Edited on May 13 at 07:37 pm

As some of you may remember, Kenneth and I tangled over Governor Daniels a while ago. Then, he was an enthusiast, and I had grave doubts. I will not say that each of us has done a turnabout. But I am more willing to cut the Governor some slack on this question than Kenneth.

Mitch's musings about Condoleeza Rice reveal, in my view, a failure on his part to comprehend what a disaster she was as Secretary of State and his inability to recognize that she was never qualified for the position in the first place. 

I've not written Governor Daniels off quite yet.  But this does give me pause.

And let me note that concern about foreign policy wanes when we stand proudly as the world's premier economic power.  To the extent that Mitch Daniels might restore us to that status, he'd have less need for advice from the likes of Condoleeza Rice.


Joined
Sep '10
Patrick in Albuquerque

Duane Oyen: 1) The fact that Republicans talk of Rubio as VP after 2 years in the Senate is dumber than the Dems elevating Obama after 4.  Wait at least till 2016, he is young and there is time.  And one can love Christie for the sheer joy of bombastic put-downs of people who so richly deserve it- but you need more than one budget cycle to show that you can handle the give-and-take when confrontation doesn't carry the day and the other side has had a chance to strategize.  Americans want to vote for optimistic and likable people.

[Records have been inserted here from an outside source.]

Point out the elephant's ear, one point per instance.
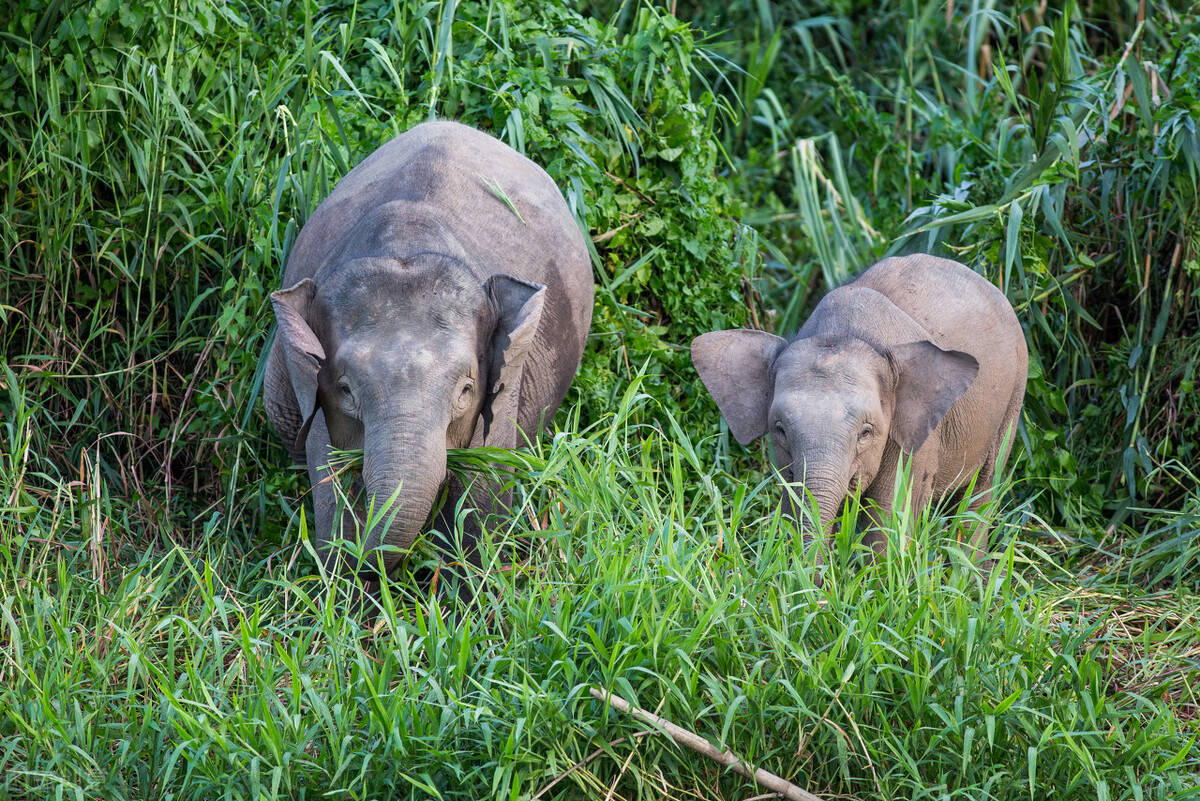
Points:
(519, 305)
(735, 367)
(929, 381)
(304, 350)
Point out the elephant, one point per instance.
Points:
(439, 297)
(918, 357)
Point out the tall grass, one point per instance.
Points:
(202, 672)
(163, 628)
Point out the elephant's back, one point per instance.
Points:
(960, 308)
(439, 181)
(963, 311)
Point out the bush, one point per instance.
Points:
(161, 164)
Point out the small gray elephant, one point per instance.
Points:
(919, 356)
(439, 297)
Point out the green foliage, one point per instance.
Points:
(159, 161)
(1054, 151)
(911, 675)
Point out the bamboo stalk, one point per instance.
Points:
(697, 744)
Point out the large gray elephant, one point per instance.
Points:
(439, 297)
(918, 356)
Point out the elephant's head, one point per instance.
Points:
(405, 360)
(831, 403)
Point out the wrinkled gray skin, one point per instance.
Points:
(918, 356)
(421, 313)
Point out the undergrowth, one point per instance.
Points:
(163, 628)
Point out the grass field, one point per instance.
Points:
(165, 630)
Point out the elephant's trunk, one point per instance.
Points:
(413, 464)
(828, 489)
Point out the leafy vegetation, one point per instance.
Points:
(163, 630)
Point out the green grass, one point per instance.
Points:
(165, 631)
(214, 672)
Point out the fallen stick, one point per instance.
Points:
(697, 744)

Good grief. · May 14 at 12:44pm

Much better said than my go at it. But for heavens sake, shouldn't a crowd like Ricochet be able to find something that it could be positive and optimistic about? One thing we've got going for us is that way more than half of the country ain't gonna believe Obama's hopey-changey thing again.

Edited on May 14, 2011 at 4:33pm
Paul A. Rahe

We should keep in mind that Marco Rubio had a distinguished legislative career in Florida before he ran for the United States Senate. He was not just a fellow who voted present. I would not rule him out as VP material -- not at all.

Duane Oyen
Joined
May '10
Duane Oyen

Patrick in Albuquerque

...shouldn't a crowd like Ricochet be able to find something that it could be positive and optimistic about? One thing we've got going for us is that way more than half of the country ain't gonna believe Obama's hopey-changey thing again. · May 14 at 4:28pm

The race is early yet, and Romney is already limping, so we may be able to avoid the heir-apparent-Bob-Dole-my-turn syndrome in favor of a good debate on the issues.

I still say that it is dumb to push Rubio already- can he do the VP job?  Sure- even better than Alexander Throttlebottom- or Biden.  But Rubio is a potential star, don't push him before his time as a "young Latino" token- 50% of the reason his name comes up.  Ron Johnson has more executive experience and as much Senate tenure as Rubio, has actually worked outside of government- we don't promote him as a possible VP. 

It will be necessary in the race against Obama to point out that buying a state legislator-turned-new-Senator was a bad decision in 2008.  Unless we copy that bad decision.